Jack Kirby’s son shares a statement about the Stan Lee documentary

Stan Lee

Stan Lee
picture: Matt Swajkos (Getty Images)

On Friday, Disney+ released Stan Lee, a documentary about the (self-described) creator of much of the Marvel Comics canon that makes use of a wealth of archival footage, clips from Lee’s cameos in the superhero films, and a voiceover from Lee himself—recorded at some point before his death in 2018, because the man He was nothing if not a proud self-promoter. Something the documentary doesn’t spend a lot of time on, though, is Jack Kirby – … the visual creator of a large portion of the Marvel Comics canon.

Stan Lee | Official Trailer | Disney +

Most comic book fans are aware that there’s a decades-old dispute over who gets credit for creating just about anything in comic books, and by making himself the literal face of Marvel from the ’60s until his death, Lee capitalized on being able to say “I Co-create all this stuff with my imaginative ideas” while no one else – like Kirby or Spider-Man co-creator Steve Ditko – really had a chance to chime in.

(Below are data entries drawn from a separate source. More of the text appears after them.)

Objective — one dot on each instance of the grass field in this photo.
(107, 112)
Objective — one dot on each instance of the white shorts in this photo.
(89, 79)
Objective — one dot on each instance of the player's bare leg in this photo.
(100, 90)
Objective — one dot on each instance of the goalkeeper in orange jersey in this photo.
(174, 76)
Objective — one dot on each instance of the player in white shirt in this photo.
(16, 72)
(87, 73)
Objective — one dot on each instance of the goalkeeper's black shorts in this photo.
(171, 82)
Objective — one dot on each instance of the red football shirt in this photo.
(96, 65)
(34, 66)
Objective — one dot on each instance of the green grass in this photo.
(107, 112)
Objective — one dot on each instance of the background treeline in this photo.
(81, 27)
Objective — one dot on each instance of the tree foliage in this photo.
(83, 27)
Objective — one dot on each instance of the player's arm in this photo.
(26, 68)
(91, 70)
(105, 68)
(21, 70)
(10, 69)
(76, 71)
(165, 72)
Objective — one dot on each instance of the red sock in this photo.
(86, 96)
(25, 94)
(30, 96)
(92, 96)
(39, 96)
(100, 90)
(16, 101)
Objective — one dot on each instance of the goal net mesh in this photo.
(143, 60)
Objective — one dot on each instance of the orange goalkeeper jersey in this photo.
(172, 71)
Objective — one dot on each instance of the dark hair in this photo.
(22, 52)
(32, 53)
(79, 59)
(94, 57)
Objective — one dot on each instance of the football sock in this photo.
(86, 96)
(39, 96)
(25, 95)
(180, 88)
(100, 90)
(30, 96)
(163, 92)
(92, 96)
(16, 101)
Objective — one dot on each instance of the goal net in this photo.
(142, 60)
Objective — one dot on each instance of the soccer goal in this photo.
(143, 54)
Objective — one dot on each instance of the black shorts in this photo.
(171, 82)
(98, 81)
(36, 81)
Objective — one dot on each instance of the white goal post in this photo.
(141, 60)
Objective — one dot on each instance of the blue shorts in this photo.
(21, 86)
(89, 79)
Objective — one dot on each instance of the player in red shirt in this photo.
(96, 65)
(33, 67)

This weekend, Kirby’s son Neil Kirby (through his daughter Gillian Kirby’s Twitter account ) Share a statement to respond to the documentary A somewhat sinister takedown of the Stan Lee mythology.

The statement acknowledges that this is a documentary about Lee, so obviously it will be on Lee, but Kirby points out that Lee has always been making things up about himself (especially since Jack Kirby died decades before Lee) even when he’s straining his gullibility. “Shall we suppose it was never the other co-creator who walked into Lee’s office and said, ‘I have a great idea for a character, Stan! ” always his idea.”

Kirby’s post says there is a moment in the documentary that addresses this feud between Lee and Ditko, but Lee’s argument is that Spider-Man was “his idea” and so he “created the character,” but Kirby notes that Opera del Duomo commissioned Michelangelo to make a statue of David in 1501 , but everyone calls him David Michelangelo Because it was his “genius, vision and ingenuity” that really made it happen (leave it to Jack Kirby’s son to convincingly compare Spider-Man to David Michelangelo).

Kirby goes on to say that Lee was “35 years old Indisputable propaganda” since his father retired from comics in the ’80s, and “it’s about time he at least got this chapter of literature/art history right.” He then ended his statement with a very pointed “Nuff said,” a catchphrase Lee uses in his old “Stan’s Soapbox” columns in the back of Marvel comics when he feels like he’s had a tight discussion.